Aquarian Age: Juvenile Orion
How sly those crazy guys at Broccoli are! After putting out a safe series like Di Gi Charat, they're already pushing a new manga serial with a huge amount of ancillary material just waiting to translate and ship. At least, they could be. Who knows?
What I do know is that Juvenile Orion is based upon a card game sold in Japan, apparently developed in part by Enix, which is now Square-Enix. It was, according to this volume, also produced by Broccoli. Got that? Good.
Considering the origin of this series, it stands on its own rather well. I never played the card game, but the story is already interesting, and the rules of the game allow for a relatively complex storyline. As the catchy song declares, "this is the dawning of the Age of Aquarius."
I couldn't resist. Five ancient factions are all vying for control of the fate of the Earth, operating outside the awareness of the average person. Mana Kirihara, a sixteen-year-old student, gets pulled into this subculture as she is reunited with a childhood friend she's not seen in seven years. For some reason, her friend, Kaname Kusakabe isn't as happy to see her as she is to see him, but Mana's concern for her friend is pushed aside when Kaname's friend, Naoya Itsuki, takes her up to the roof and attacks her.
He accuses her of being a Mind Breaker - the same term that is used for players of Aquarian Age - and uses a strange force to attack her. When Kaname shows up to defend Mana, claiming that he didn't want to see her again, things get confusing, but everything really goes crazy when Kaname sprouts huge black wings from his back and attacks Naoya, almost ripping him apart.
Not much is left for the first volume to explain, save that it appears as if the power of a Mind Breaker is to bend another person to his or her will, for soon after Naoya's attack against Mana, he becomes another defender of the girl. We have yet to see what kind of enemies they will encounter, or how long this series will go on, but it's interesting so far.
Juvenile Orion is a well-drawn series, focusing more on characters than objects. The manga is populated with plenty of pretty guys, or bishonen, designed to flutter the hearts of its target female audience, but as most shojo goes, it also has an appealing storyline to draw the rest of us in. This is a high contrast piece, with some pages being primarily black, and others being mostly white.

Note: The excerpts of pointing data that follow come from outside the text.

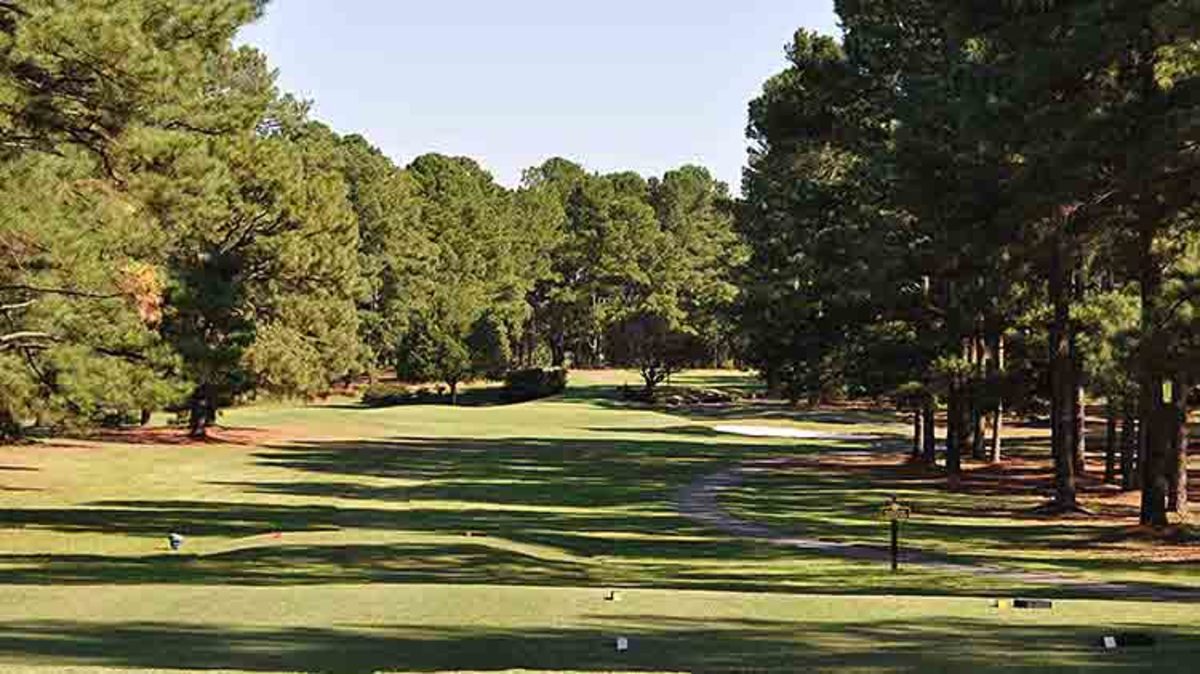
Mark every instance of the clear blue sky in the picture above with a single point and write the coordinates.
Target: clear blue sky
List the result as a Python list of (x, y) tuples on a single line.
[(617, 84)]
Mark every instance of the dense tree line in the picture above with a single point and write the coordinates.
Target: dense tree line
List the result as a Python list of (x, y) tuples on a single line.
[(983, 205), (178, 234)]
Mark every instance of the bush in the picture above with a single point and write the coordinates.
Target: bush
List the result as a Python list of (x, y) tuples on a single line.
[(521, 385), (385, 395)]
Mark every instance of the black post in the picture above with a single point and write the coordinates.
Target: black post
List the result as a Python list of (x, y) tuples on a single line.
[(895, 546)]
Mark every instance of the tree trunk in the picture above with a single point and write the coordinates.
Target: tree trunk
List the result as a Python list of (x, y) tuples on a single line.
[(1110, 443), (1128, 451), (978, 447), (1156, 411), (1063, 386), (929, 452), (1177, 474), (997, 422), (918, 429), (557, 350), (202, 414), (1079, 429), (954, 429), (10, 428)]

Broccoli may be a local newcomer to manga, but they've been a player in the game for much longer than they've been in America. It's not surprising to see that they know how to produce a book. The glossy cover page highlights Kaname and the other attractive, yet strangely feminine guys that star in the series. The graphic design is sharp, with a subtle logo on the top and a clean logo. The book is the same size as any current TOKYOPOP publication, page count and all. Inside, we're treated to a color page to begin with, and then a character profile page.
Character profiles are wonderful things.
At the end of the book, there's a comprehensive guide (10 pages) to the card game, including a complete card list of the first series. I find that somewhat suspicious. Seriously, though, it's pretty exciting to think that we may soon be flooded with even more neat stuff related to anime or manga. Who knows, maybe someone will localize the epic fantasy series, The 12 Kingdoms?
As should be expected from a major - if yet unknown to Americans - contender in the manga industry, this is a very nice release. A few more of these, and Broccoli will have its foot firmly in the door of local households everywhere. Who knew Broccoli could be so good? Even without cheese!